I am trying to parse a server monitoring page which doesnt have any class name . The HTML file looks like this
<div style="float:left;margin-right:50px"><div>Server:VIP Owner</div><div>Server Role:ACTIVE</div><div>Server State:AVAILABLE</div><div>Network State:GY</div>
how do i parse this html content to a variable like
$Server VIP Owner
$Server_Role Active
$Server_State Available
Since there is no class name.. i am struggling to get this extracted.
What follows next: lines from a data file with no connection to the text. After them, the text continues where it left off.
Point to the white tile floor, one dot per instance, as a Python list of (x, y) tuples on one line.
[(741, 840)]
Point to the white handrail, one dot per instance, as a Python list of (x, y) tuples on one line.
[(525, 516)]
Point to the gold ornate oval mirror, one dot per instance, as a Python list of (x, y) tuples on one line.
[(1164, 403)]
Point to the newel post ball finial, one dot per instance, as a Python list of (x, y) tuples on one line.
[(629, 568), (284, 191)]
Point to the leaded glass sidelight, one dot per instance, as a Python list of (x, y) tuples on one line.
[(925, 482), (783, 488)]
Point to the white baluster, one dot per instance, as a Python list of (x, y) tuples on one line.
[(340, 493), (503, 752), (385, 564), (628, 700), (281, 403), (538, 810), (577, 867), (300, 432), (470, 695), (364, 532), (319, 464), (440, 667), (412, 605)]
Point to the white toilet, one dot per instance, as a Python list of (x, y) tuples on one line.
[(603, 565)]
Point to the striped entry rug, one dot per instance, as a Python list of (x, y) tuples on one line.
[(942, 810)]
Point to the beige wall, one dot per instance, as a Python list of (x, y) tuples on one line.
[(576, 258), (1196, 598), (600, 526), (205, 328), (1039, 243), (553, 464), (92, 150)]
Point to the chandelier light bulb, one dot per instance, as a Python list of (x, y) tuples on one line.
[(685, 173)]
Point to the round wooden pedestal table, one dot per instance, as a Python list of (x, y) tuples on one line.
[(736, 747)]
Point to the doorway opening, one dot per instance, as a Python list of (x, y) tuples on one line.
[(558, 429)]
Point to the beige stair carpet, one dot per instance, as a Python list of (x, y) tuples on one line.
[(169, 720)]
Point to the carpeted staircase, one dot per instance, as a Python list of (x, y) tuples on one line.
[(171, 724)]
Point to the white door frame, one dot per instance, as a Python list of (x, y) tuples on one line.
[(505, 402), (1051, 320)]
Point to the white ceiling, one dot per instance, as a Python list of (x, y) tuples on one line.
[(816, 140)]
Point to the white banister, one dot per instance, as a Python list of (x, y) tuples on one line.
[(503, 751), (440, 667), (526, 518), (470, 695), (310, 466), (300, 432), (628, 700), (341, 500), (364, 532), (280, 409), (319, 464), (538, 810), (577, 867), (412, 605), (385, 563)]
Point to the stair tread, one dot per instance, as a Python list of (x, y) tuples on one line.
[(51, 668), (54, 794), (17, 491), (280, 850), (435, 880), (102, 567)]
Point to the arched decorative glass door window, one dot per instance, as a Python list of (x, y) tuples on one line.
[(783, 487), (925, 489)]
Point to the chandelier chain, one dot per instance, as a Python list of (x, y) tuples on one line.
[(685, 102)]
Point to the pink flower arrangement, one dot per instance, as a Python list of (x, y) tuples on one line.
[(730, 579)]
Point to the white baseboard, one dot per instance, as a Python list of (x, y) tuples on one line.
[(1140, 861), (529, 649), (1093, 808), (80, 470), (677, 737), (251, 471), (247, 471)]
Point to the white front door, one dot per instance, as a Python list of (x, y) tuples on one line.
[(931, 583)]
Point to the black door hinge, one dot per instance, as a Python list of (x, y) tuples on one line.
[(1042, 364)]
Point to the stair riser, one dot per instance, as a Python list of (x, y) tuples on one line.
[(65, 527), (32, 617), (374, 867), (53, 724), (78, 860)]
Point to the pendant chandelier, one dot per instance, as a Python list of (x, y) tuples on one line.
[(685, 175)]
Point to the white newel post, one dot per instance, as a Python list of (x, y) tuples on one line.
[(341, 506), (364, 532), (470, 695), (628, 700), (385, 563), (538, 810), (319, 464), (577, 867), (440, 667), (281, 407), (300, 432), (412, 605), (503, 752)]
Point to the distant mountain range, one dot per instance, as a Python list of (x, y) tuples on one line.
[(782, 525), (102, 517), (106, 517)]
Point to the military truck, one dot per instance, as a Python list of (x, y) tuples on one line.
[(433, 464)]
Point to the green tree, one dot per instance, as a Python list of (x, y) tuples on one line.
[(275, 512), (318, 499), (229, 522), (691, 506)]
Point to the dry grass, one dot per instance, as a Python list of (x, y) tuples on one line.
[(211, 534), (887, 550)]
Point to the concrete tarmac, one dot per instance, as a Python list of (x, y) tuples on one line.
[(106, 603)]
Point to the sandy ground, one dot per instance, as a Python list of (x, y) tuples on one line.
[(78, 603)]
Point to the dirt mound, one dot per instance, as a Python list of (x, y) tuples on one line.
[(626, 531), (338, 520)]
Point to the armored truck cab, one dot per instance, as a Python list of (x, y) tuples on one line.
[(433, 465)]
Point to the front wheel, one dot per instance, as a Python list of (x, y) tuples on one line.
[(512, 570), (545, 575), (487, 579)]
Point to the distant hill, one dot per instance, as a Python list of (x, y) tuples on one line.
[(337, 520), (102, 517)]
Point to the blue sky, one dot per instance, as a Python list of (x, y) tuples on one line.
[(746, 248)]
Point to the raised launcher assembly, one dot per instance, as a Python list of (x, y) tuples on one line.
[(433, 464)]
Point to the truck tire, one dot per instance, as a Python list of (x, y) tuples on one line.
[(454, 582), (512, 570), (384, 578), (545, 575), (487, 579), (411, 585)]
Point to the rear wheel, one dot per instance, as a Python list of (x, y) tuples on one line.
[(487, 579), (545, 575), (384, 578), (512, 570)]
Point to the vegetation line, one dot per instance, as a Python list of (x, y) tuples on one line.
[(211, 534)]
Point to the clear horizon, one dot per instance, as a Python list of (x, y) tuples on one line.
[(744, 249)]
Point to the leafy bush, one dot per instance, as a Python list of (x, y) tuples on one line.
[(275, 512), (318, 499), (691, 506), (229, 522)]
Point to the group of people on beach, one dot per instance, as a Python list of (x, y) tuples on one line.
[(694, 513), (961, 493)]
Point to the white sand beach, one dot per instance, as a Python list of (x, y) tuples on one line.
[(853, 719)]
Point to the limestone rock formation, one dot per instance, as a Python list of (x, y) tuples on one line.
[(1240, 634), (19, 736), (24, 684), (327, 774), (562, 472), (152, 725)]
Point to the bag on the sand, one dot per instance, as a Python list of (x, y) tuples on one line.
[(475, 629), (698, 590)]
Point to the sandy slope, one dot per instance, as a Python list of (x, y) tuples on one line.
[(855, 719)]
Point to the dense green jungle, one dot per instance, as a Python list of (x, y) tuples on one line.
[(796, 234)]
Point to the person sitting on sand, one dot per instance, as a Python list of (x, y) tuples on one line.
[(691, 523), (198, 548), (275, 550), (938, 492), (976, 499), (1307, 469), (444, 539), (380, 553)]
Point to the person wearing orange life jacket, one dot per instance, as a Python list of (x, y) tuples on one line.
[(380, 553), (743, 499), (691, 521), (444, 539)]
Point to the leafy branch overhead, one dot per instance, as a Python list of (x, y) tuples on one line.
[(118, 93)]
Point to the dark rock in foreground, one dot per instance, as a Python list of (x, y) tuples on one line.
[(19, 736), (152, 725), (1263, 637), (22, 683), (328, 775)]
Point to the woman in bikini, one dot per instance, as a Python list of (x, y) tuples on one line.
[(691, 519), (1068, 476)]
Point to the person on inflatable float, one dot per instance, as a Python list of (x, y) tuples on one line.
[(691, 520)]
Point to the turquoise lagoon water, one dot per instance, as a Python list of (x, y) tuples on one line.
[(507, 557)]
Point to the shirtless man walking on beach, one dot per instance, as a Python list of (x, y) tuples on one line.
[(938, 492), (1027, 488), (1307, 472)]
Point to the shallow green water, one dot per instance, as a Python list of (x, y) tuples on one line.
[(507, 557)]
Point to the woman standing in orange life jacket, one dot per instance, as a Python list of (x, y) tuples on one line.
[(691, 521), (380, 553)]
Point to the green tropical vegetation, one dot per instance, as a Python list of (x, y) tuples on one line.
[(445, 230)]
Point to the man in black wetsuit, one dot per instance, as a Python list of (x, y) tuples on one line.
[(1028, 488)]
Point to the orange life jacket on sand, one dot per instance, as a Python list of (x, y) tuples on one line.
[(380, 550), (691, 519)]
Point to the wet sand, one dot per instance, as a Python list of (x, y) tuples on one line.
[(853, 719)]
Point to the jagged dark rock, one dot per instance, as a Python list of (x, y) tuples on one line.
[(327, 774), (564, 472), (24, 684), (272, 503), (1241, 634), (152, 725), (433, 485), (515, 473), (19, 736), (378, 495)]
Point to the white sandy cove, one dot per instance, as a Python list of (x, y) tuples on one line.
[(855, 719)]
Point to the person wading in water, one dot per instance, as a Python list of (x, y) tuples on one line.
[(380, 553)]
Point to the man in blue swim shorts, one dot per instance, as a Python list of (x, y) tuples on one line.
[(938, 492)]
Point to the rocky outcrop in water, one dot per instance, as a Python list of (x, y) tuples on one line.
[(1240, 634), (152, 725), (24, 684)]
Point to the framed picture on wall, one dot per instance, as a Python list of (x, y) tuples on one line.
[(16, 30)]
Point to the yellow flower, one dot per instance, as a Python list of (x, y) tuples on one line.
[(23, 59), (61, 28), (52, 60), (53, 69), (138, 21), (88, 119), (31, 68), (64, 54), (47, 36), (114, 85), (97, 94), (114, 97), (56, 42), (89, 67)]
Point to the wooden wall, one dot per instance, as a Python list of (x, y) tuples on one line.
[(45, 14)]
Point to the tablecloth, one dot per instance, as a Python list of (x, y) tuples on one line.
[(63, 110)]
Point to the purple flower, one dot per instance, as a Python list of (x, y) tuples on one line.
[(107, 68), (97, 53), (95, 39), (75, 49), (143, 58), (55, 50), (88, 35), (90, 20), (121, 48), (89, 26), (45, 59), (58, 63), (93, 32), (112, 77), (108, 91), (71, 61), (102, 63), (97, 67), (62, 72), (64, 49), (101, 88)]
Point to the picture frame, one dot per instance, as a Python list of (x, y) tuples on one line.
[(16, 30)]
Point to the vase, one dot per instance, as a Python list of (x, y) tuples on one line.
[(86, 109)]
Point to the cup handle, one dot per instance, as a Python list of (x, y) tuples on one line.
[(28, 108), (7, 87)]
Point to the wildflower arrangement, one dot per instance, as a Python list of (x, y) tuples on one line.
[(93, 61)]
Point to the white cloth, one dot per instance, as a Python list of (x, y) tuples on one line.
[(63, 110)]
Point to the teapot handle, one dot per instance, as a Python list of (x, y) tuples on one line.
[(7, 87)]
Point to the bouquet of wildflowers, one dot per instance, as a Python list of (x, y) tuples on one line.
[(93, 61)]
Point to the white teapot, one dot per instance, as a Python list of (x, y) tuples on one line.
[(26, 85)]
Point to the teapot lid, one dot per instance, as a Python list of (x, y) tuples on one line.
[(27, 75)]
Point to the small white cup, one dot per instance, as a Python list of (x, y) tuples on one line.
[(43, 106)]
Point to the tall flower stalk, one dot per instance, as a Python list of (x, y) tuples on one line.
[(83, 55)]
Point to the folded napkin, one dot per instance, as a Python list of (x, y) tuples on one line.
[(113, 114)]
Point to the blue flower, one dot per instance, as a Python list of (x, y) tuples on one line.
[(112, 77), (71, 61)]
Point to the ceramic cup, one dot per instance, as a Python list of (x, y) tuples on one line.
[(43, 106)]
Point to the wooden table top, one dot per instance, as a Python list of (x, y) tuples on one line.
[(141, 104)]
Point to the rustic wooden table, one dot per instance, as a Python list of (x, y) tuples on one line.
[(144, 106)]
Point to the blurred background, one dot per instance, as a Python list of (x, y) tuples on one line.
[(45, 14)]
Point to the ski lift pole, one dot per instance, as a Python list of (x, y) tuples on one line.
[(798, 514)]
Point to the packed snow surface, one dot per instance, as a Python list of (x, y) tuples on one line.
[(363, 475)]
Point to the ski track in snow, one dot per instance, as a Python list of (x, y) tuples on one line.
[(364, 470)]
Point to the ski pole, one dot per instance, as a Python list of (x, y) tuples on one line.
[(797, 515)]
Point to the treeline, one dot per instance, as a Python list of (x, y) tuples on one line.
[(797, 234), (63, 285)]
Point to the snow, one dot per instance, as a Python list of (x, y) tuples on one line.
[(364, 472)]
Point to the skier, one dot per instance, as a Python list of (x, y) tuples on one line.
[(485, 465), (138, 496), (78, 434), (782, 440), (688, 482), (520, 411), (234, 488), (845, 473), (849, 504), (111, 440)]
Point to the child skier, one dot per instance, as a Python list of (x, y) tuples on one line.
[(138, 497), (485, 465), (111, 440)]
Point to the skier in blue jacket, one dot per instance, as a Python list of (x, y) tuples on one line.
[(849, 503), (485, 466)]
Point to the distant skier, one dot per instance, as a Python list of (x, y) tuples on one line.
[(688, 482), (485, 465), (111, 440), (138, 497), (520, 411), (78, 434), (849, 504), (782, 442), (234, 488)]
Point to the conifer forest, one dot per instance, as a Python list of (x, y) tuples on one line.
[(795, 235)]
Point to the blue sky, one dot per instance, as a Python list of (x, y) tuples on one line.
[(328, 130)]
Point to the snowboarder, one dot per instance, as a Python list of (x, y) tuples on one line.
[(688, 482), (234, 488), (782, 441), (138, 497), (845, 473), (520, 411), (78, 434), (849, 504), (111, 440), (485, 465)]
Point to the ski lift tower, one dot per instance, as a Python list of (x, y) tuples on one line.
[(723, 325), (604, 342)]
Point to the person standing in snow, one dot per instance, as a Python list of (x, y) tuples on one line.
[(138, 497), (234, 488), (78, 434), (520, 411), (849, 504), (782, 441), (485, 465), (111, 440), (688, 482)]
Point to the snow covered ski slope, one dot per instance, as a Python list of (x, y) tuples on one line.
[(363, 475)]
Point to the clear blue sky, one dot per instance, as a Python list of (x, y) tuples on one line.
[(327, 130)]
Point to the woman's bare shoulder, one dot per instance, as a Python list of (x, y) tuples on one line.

$htmlcontent.ParsedHtml.getElementsByTagName('div') | ForEach-Object {
>> New-Variable -Name $_.className -Value $_.textContent
CodePudding user response:
While you are only showing us a very small part of the HTML, it is very likely there are more <div>
tags in there.
Without an id
property or anything else that uniquely identifies the div you are after, you can use a Where-Object
clause to find the part you are looking for.
Try
$div = ($htmlcontent.ParsedHtml.getElementsByTagName('div') | Where-Object { $_.InnerHTML -like '<div>Server Name:*' }).outerText
# if you're on PowerShell version < 7.1, you need to replace the (first) colons into equal signs
$result = $div -replace '(?<!:.*):', '=' | ConvertFrom-StringData
# for PowerShell 7.1, you can use the `-Delimiter` parameter
#$result = $div | ConvertFrom-StringData -Delimiter ':'
The result is a Hashtable like this:
Name Value
---- -----
Server Name VIP Owner
Server State AVAILABLE
Server Role ACTIVE
Network State GY
Of course, if there are more of these in the report, you'll have to loop over divs with something like this:
$result = ($htmlcontent.ParsedHtml.getElementsByTagName('div') | Where-Object { $_.InnerHTML -like '<div>Server Name:*' }) | Foreach-Object {
$_.outerText -replace '(?<!:.*):', '=' | ConvertFrom-StringData
}
Ok, so the original question did not show what we are dealing with..
Apparently, your HTML contains divs like this:
<div>=======================================</div>
<div>Service Name:MysqlReplica</div>
<div>Service Status:RUNNING</div>
<div>Remarks:Change role completed in 1 ms</div>
<div>=======================================</div>
<div>Service Name:OCCAS</div>
<div>Service Status:RUNNING</div>
<div>Remarks:Change role completed in 30280 ms</div>
To deal with blocks like that, you need a whole different approach:
# create a List object to store the results
$result = [System.Collections.Generic.List[object]]::new()
# create a temporary ordered dictionary to build the resulting items
$svcHash = [ordered]@{}
foreach ($div in $htmlcontent.ParsedHtml.getElementsByTagName('div')) {
switch -Regex ($div.InnerText) {
'^= ' {
if ($svcHash.Count) {
# add the completed object to the list
$result.Add([PsCustomObject]$svcHash)
$svcHash = [ordered]@{}
}
}
'^(Service . |Remarks):' {
# split into the property Name and its value
$name, $value = ($_ -split ':',2).Trim()
$svcHash[$name] = $value
}
}
}
if ($svcHash.Count) {
# if we have a final service block filled. This happens when no closing
# <div>=======================================</div>
# was found in the HTML, we need to add that to our final array of PSObjects
$result.Add([PsCustomObject]$svcHash)
}
# output on screen
$result | Format-Table -AutoSize
# output to CSV file
$result | Export-Csv -Path 'X:\services.csv' -NoTypeInformation
Output on screen using the above example:
Service Name Service Status Remarks
------------ -------------- -------
MysqlReplica RUNNING Change role completed in 1 ms
OCCAS RUNNING Change role completed in 30280 ms